The Shift

When a Name is Simplistically Descriptive

Archivist's Excerpt from Curious Landscapes & Their Quite Commonplace Explanations, Vol. III, CVI 42.4

Excerpt from Entry 6: "The Shift, & Other Unmannerly Acres"

Giving proper heed to the crucially somber tones of such mysteries, this entry will feature many words like “eons,” “cryptic,” and “non-euclidean.” The reader has been warned.

Littered throughout the continent stand dark ruins of some ancient and cryptic people from the darkest eons of the world’s forgotten days. Impossibly formed and forged of megalithic components (bricks, in other words), these ruins often align with astral patterns, particularly those in the Zodiac, though others get to join the party as well. Some in other Confluences and locations have come to call this exterior anomalies “Outcroppings,” for whatever reason.

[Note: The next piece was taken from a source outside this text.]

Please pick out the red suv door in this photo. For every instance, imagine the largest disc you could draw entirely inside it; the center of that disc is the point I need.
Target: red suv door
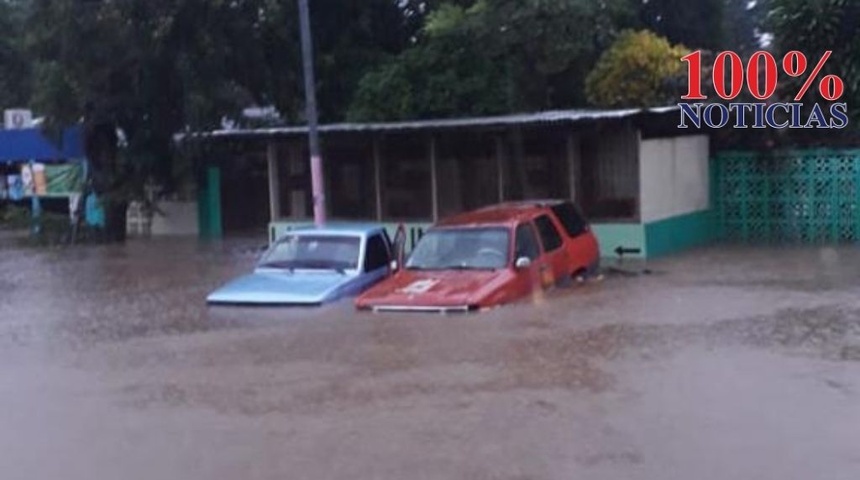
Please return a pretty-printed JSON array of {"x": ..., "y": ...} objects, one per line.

Regarding The Expanse, many of such ruins exist, some in better or worse states than others, and one apparently erected in one of the most unmannerly and difficult pieces of land, commonly known as the Shift among the Galó locals.

The Shift is a region of land surrounded by high ridge lines. Unknown geometric forces beneath the surface keep it in a continual state of churning upheaval, resulting in constant overturning of the dry, crystalline sand, doing the labour of ten trillion earthworms every half hour or so. It’s quite deadly. Long since viewed as a treacherous place by the Galó , the Shift is avoided by most settlers in The Expanse, though it has been used in times past for various and unpleasant initiation rites.

It is in this place that, of all things, major constructions of eldest days seem to reside, intricate and sprawling and majestic, though now mostly under the watery ground, making excavation not only impractical, but less than desirable. However, the mysteries beneath the Shift have intrigued many curious adventurers over the years, but most simply became examples to others.

Orphan’s earliest scouting parties quickly decided that it wasn’t worth the effort, and turned their attention to researching more useful things, and then produced proper book binding.